Healthy, HIV+ & living in a
Jun 16, 1998
I was diagnosed HIV+ 1 year ago. Since then I have been
on a 3 drug treatment (AZT, 3TC, & Crixivan). The drugs have been miraculous and I haven't felt this good for a long time. I also have never had an AIDS related illness or condition. Yet I feel that I'm stuck in the middle, between HIV- people and HIV+ people who have been sick or are coping with sickness. I've joined groups in my area but I get the feeling that the people who are dealing with day to day illnesses are in some way resentful of me (Maybe I'm being paraniod?!) I've also told some friends who are HIV- and also feel shunned. Have you come across this experience from other HIV+ people? It seems that with the new medications coming out, its separating HIV+ people into different groups, those who have been living with HIV and its associated illnesses for a long time, and those who have just been diagosed, have gone on the new drugs and haven't been ill at all. What are your thoughts on this?

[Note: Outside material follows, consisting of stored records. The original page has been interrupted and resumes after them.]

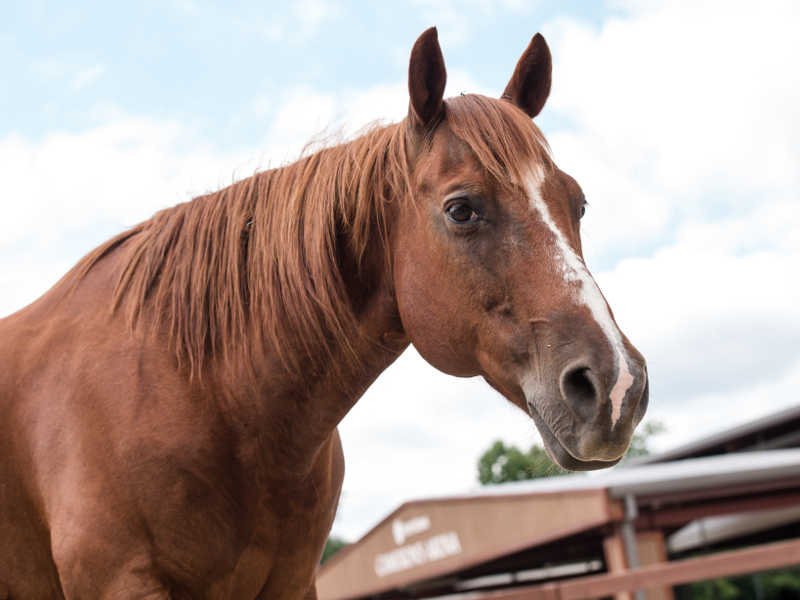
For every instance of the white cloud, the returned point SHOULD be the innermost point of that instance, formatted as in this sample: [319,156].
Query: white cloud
[685,121]
[681,111]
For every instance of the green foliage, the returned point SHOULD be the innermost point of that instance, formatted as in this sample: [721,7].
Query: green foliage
[502,463]
[332,546]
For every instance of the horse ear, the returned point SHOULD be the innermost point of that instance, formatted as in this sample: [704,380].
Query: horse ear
[426,79]
[530,83]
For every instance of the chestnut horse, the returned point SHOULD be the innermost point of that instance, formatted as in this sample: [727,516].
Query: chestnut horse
[169,408]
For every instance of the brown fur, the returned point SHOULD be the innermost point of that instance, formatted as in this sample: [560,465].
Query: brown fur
[169,409]
[258,264]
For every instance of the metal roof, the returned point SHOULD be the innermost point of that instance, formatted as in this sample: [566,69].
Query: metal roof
[776,430]
[688,474]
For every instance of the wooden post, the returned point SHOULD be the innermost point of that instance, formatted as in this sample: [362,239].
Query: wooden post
[651,549]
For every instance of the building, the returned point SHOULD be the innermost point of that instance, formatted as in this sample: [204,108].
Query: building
[726,504]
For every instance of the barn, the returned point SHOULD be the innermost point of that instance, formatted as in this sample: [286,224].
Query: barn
[727,504]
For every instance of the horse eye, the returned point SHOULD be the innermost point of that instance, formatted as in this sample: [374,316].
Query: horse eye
[461,213]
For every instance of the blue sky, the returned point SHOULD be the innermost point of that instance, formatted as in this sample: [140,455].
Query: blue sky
[202,62]
[679,119]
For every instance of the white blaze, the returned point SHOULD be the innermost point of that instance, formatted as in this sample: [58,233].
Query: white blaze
[588,293]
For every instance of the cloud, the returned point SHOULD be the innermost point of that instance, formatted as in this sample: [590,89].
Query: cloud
[681,112]
[681,125]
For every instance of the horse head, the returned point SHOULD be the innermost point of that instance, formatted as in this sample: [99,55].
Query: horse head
[488,268]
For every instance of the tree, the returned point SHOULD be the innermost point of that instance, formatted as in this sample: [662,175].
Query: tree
[502,463]
[332,545]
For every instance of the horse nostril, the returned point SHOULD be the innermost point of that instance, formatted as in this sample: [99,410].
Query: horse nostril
[579,390]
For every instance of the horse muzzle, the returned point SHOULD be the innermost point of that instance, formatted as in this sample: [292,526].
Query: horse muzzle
[587,413]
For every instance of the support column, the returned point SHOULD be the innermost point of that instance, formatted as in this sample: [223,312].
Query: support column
[650,548]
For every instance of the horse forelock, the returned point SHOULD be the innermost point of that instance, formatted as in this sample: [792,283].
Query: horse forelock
[503,139]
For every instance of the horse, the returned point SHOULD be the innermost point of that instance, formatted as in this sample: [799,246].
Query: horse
[169,408]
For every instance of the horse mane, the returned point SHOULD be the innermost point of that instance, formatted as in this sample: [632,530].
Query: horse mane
[258,264]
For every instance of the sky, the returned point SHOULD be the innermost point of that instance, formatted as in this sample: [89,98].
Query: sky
[680,120]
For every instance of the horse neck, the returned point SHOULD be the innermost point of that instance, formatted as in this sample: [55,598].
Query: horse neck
[311,400]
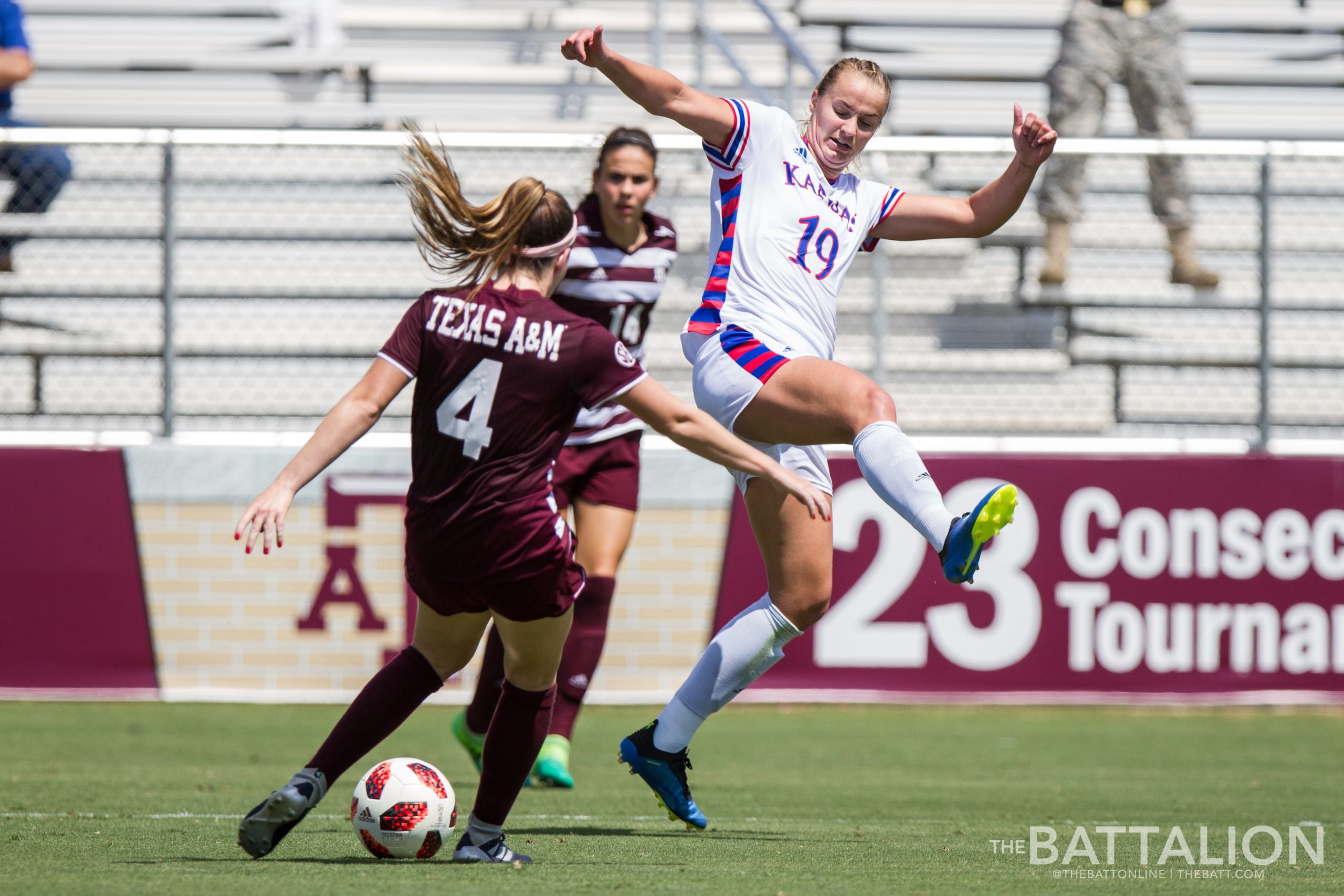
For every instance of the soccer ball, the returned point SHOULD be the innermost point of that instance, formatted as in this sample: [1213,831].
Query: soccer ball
[404,809]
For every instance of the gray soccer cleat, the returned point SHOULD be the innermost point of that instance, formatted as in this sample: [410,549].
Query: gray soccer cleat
[495,851]
[262,829]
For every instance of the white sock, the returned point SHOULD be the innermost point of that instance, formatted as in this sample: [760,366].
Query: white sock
[890,464]
[479,833]
[740,653]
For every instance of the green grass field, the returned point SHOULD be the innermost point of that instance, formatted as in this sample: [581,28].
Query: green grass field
[802,800]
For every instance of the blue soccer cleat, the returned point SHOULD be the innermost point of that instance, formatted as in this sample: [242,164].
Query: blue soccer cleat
[970,532]
[664,773]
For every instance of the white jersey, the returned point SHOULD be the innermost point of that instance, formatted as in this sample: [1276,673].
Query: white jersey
[786,236]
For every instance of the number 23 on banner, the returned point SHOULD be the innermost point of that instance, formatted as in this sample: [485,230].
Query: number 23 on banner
[848,635]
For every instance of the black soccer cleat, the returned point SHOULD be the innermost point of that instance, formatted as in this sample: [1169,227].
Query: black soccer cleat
[664,773]
[262,829]
[494,852]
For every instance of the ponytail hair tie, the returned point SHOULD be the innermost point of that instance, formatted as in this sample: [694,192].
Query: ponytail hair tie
[554,249]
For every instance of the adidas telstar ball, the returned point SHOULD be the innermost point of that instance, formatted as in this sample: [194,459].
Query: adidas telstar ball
[404,809]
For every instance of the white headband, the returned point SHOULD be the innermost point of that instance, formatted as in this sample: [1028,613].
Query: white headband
[554,249]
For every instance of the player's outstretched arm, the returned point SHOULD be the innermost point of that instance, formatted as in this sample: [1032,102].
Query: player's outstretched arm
[342,428]
[659,92]
[697,431]
[991,207]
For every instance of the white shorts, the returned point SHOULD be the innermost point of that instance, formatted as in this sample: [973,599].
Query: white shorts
[730,368]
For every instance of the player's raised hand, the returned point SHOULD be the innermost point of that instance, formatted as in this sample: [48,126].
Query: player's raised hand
[265,518]
[585,46]
[1033,138]
[816,500]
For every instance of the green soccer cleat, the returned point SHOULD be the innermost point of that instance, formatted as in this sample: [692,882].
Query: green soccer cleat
[472,743]
[553,763]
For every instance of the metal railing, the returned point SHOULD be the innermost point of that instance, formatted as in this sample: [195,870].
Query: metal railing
[908,315]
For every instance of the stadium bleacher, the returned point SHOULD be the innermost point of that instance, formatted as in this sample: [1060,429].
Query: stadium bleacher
[293,251]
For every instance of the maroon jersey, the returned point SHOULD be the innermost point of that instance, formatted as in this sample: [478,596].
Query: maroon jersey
[499,381]
[617,289]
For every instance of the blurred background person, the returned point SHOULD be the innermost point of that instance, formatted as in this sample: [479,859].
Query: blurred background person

Response from Mr. Shernoff
You raise one of the most interesting and astute points in the current epidemic. Eric Rofes, a long time gay and HIV community activist has just written a book entitled Dry Bones Breath, in which he discusses his assessment (with which I totally agree) that the crisis period of the AIDS epidemic is and has been over for about the past few years. This has only been accelerated by the introduction and availability of Protease Inhibitor therapy. Rofes is not for a moment insisting that the epidemic is over or approaching being over. He is just positing that the gay men's communities have integrated the reality of the AIDS epidemic into our lives.
Yes, in my clinical practice I have seen other people who have felt similarly to you. There is a definite parallel between how people who have regained their health and are resuming their lives feel apart from people who are not benefitting from the new combination treatments, and how many HIV negative men before Walt Odets started to articulate that uninfected gay men had complex emotional needs that needed to be addressed.
People who are benefitting from the combination therapy definitely have different issues than individuals who are still acutely ill or who are simply not experiencing improved health. This is why some AIDS service organizations have begun special groups just for people who are doing well on combination therapy. These groups become places where people talk about regaining their hope for a long and almost normal life, and all the accompanying feelings. It is understandable that in an AIDS support group the people who are not doing well would not have the desire to listen to how well other people are doing. I have had patients who report feeling ashamed to talk about their feelings of despair in their AIDS groups since they are the only one or only ne of very few people in the group not doing well on the new drugs. These folks often report feeling like a failure. I have to remind them that they are not the failure, but it is the drugs that have failed them.
So just as HIV negative men have different psychological and emotional issues and needs that need to be addressed in a forum with other HIV negative men, groups need to be available for men who are not doing well on the new drugs and for those who are responding favorably. I do not see this as any sort of segregation, but just an acceptance of the reality that different people have different needs, all of which need a place to be comfortably talked about.